Further, the transport did not receive any food, and so we had to make do without bread – even though bread was in stock. After we arrived in Leipzig, the camp commandant ordered that this [stocked] bread be given out to us, and was surprised why Danz had not issued it along the way (especially as there was an abundance of it).

Presiding Judge: Are there any questions?

Prosecutor Szewczyk: Does the witness know one Grün from Płaszów?

Witness: I do not recollect a person by this surname.

Prosecutor Szewczyk: And as regards Orlowski, did she also carry out searches in the barracks?

Witness: In actual fact I did not witness this in Płaszów, however I frequently saw Orlowski walking through the barracks and throwing out the prisoners’ personal items.

Prosecutor Szewczyk: Can the witness on the basis of her personal observations and the accounts of other prisoners state whether Orlowski, as it is alleged, beat people to death?

Witness: I did not witness this and there is nothing I can say regarding the matter.

Defense attorney Wolska-Walas: And how did Orlowski behave in her direct contacts with the laundry personnel?

Witness: I did not work there, but her behavior was not bad. Each superior would usually spare her subordinate prisoners.

Defense attorney: Does the witness know anything about Orlowski being called “Mutti”?

Witness: This I do not know, all that I can say is that she was called “the Tomboy” and “Jump, jump, further along”.

Defense attorney: Does the witness know whether Orlowski helped inmates obtain information from their families?

Witness: This would not have been impossible.

The accused Danz: Your Honor, in connection with the testimony given by the witness I would request permission to submit a statement.

Presiding Judge: Please do so.

The accused Danz: In April 1944 I arrived in Płaszów from Majdanek. In Płaszów I was not assigned to any duties, I would leave the camp at 7.00 a.m. and work as an overseer at the German enamel goods factory. I was absent from the camp throughout the day.

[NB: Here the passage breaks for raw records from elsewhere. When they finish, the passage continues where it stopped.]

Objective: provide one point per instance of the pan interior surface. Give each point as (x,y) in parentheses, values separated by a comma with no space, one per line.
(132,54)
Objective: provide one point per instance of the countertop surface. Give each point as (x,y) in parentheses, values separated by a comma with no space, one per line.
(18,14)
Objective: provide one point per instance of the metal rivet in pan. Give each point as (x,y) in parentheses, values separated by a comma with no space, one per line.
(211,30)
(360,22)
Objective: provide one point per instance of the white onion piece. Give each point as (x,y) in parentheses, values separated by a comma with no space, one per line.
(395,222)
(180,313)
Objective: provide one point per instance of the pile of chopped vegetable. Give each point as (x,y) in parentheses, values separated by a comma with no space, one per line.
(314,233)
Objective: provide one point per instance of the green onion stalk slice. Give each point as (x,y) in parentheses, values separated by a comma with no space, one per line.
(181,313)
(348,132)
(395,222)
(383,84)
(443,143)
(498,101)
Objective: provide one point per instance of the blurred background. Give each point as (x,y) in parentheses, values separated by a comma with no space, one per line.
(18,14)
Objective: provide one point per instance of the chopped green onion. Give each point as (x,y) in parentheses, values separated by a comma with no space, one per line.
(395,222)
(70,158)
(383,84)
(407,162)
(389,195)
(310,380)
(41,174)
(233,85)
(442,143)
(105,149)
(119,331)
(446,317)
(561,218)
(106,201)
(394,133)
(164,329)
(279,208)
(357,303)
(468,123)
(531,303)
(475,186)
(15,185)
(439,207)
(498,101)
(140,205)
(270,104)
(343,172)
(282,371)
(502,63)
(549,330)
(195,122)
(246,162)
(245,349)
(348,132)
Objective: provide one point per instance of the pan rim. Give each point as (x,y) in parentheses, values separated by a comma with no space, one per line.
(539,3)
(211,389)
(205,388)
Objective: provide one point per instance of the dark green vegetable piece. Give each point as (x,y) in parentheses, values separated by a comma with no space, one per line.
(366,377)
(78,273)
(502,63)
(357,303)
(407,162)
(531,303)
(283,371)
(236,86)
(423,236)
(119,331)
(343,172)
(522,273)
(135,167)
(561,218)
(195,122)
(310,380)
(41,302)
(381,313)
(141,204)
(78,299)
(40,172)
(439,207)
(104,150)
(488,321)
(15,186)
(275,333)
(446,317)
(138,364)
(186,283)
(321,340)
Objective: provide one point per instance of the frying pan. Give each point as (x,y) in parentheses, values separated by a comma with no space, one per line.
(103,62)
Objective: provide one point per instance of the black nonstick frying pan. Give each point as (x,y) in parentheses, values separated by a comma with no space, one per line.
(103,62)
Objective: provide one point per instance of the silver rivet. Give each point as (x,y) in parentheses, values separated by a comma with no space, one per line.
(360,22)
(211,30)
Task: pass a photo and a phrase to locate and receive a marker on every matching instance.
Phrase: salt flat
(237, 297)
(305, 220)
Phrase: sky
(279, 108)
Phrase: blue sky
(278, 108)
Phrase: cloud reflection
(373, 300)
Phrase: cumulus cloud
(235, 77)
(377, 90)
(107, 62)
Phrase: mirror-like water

In the camp in Malchow I was not a senior overseer, but an overseer. In the staff Revier there was a doctor, one Erna Weiß from Pressburg [Bratislava]. Ms Weiß may attest that twice or thrice a week I would go to the pharmacy and bring drugs therefrom. Before my arrival, the camp in Malchow itself had a thousand prisoners. These prisoners were provided with food by the factory. One transport, numbering a thousand women, left for Malchow. The next transport, of 2,000 women, was sent from Malchow to Leipzig. It was escorted by an Oberscharführer whose surname I do not know.

The sentries and overseers who escorted the transport had been detailed from the camp in Ravensbrück.

No items were taken from these prisoners, they were allowed to take everything with them, and they received food along the way. One of the overseers, who lived near Leipzig and assisted in escorting the transport, declared after her return that the transport arrived in Leipzig healthy.

Presiding Judge: Does the witness maintain her testimony?

Witness: Yes, absolutely.

Presiding Judge: The witness may step down.